Он крепко поцеловал Марка, повернулся и пошел быстрыми шагами.
– Дождь, – пробормотал растерянно Марко, – проклятый дождь…
Марко долго вглядывался в ночь, словно все еще видел стройную фигуру Петра, слышал его шаги, его прощальные слова.
Ушел Петро. Осталась в сердце Марка неисцелимая рана. И долго – многие дни и месяцы – жило в его памяти прощание в степи за селом… Жизнь за это время не однажды налетала нежданными грозами, и каждый раз, вспоминая слова Петра, Марко чувствовал себя крепким и верил в свои силы. Не один раз за эти годы ходил Марко на сплав. Стал мастером своего дела.

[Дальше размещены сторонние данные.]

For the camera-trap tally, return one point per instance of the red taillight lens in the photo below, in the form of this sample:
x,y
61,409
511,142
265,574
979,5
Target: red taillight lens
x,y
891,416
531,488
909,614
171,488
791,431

Пошла о нем среди плотовщиков хорошая слава. Везде по селам – от Дубовки до самого Александровска – знали Марка Высокоса. Весною 1916 года он сам повел караван плотов… И через пороги проходил тоже сам, обошелся без лоцмана.
Другим стал Марко. Ходил задумчивый. Где-то далеко от Дубовки началась страшная война. Тревога билась черным крылом под каждой кровлей. В сердцах дубовчан затаился и рос страх перед войной… Феклущенко каждое. утро хвастался:
– За царя-батюшку постоим. Покажем нашу православную силу!
А горе и нужда еще крепче вгрызались в каждую хату. Из соседних сел взяли в солдаты уже немало знакомых. Оставались дома только старики, женщины да дети. Кашпур условился с войсковым начальником, что пока не сплавят весь лес, дубовских плотогонов на фронт не возьмут. Пришлось дать начальнику хорошую взятку, но что значила взятка по сравнению с огромной прибылью от сплава?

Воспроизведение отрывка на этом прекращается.